In your second VI you are never closing the file. It is outside the loop which will never terminate, and the close file will never execute. You should be closing the file to purge the data to disk. Otherwise it will keep the data in memory and eventually run out. Take a look at the included "SD Card - Simple Datalogger.vi" example. This one should run without the issues you are seeing.
9:21 pm
October 31, 2017
Steffan,
Thanks for answering, sorry for making a novice mistake. I moved the init part of the LCD outside the loop, unfortunately it did not help. I still only get aprox. 4 iterations (loops) then the application crashes. Using Visuino I created the same code and get a memory warning when compiling the applicaiton. So, perhaps the root problem is memory capacity rather than memory leak ? Visuino is a cool tool, no doubt about that. But its dwarfed by LabVIEW and no real match to G.
/søren
9:27 pm
October 31, 2017
10:53 am
February 19, 2018
All,
I am seeing unexpected results when I use an SD reader with an LCD display. The attached simplified examples show the issue well. When I read and display a single line everything is OK. Wehn I read and display multiple lines from the SD it seems not to work correctly. Help is appreciated and have spent too many hours on this simple fish tank configuration read. My code is in LabVIEW 2015.
Matt
7:07 pm
March 12, 2015
It looks like in the case you identified as not working, you are creating an array of string to display on the LCD, but in the loop you are wiring those strings to the same lines on the display with a 300ms update rate. So not sure what you expect to see but if you don't clear the line first you will see characters from the last string, and 300ms is somewhat fast. Can you explain what you are seeing?
12:39 am
March 12, 2015
I would try getting rid of all your unused code, case selectors and case statements. Even though you are disabling them with boolean inputs, they are taking up code space and creating a lot of extra memory copies. And you have an array control with ~100 bytes sitting on the front panel. Every time your array wires hit case structure boundaries, selectors, etc. you create a memory copy of that complete array. It could be that you are running out of memory. Try creating a copy of the VI with all the unnecessary code removed, or use disable structures instead to remove the code.
5:23 pm
March 12, 2015
The SD card library does take up a lot of memory, but that's a function of the core Arduino libraries. One option is to go to a bigger Arduino platform with more memory. You can also take a look at the Saving Read-Only Data to Program Memory.vi example. This shows how you can store large arrays of read-only data to Program Memory instead of RAM. That might benefit you here. You can use the check unused RAM function but that doesn't tell you about fragmentation. You could have 100 bytes free, for example, but not in contiguous space, so if an array is copied that requires more bytes than this, the memory allocation will fail.
6:39 pm
February 19, 2018
Well, I upgraded to an Arduino Mega with 4x more RAM and same results. In my opinion, reading any size SD file is unreliable and have spent way too much time trying to make this work. I have tried parsing strings, parsing bytes, and reading fixed size fields.

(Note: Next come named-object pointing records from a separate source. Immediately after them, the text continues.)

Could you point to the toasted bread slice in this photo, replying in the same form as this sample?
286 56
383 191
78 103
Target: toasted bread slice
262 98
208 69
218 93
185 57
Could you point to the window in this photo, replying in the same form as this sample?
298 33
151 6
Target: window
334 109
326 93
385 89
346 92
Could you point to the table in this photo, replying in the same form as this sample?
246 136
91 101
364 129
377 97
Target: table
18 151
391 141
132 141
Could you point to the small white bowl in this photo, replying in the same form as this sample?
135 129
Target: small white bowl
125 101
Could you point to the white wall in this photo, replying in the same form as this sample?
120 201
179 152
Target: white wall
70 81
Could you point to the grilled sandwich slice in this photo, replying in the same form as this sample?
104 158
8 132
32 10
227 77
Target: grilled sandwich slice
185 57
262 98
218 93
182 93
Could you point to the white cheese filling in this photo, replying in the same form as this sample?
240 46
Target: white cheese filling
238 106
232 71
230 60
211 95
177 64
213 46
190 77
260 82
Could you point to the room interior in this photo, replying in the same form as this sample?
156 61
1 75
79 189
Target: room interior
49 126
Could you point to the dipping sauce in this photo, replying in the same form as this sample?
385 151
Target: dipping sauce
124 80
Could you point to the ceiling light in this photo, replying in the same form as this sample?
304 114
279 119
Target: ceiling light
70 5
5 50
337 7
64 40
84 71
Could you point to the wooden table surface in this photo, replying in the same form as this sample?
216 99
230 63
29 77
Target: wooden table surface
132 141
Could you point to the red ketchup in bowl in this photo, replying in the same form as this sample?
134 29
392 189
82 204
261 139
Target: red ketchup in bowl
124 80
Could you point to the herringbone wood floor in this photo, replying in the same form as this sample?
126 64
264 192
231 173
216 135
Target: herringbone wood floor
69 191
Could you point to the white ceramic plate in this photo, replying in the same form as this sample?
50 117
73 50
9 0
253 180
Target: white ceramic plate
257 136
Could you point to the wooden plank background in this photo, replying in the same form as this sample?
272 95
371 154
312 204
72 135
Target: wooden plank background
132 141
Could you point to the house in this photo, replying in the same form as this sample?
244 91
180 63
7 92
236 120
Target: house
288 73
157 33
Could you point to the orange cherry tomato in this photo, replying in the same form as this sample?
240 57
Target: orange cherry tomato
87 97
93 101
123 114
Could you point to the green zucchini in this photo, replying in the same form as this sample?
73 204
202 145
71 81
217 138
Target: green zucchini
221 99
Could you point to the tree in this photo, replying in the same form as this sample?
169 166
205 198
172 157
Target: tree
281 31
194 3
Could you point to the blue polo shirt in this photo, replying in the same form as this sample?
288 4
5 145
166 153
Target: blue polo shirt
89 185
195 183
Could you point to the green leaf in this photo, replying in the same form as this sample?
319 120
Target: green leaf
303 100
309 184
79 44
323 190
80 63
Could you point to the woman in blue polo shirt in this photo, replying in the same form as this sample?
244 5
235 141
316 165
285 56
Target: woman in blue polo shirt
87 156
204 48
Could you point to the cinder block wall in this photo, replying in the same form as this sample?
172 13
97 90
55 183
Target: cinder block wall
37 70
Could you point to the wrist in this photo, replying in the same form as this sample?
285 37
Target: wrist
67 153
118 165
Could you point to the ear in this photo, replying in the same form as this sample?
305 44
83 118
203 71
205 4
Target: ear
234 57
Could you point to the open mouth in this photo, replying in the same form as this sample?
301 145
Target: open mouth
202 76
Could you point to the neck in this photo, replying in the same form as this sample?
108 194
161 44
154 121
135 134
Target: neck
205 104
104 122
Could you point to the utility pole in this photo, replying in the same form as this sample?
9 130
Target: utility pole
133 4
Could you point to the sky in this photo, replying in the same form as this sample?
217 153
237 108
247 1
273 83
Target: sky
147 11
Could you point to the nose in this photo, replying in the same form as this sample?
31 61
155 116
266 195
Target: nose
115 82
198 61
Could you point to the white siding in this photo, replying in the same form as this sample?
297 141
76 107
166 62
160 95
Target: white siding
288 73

I will be at NI Week next week. Does the Arduino team plan be there? I would like to discuss more in person.
Matt
9:34 pm
March 12, 2015
mattFitz said
Well, I upgraded to an Arduino Mega with 4x more RAM and same results. In my opinion, reading any size SD file is unreliable and have spent way too much time trying to make this work. I have tried parsing strings, parsing bytes, and reading fixed size fields.I will be at NI Week next week. Does the Arduino team plan be there? I would like to discuss more in person.
Matt
Can you upload your latest program that is still not working? We have several complex examples using the SD card interface for file read/write on both an Uno and Mega without any issues. To answer your question, we will not be at NIWeek this year.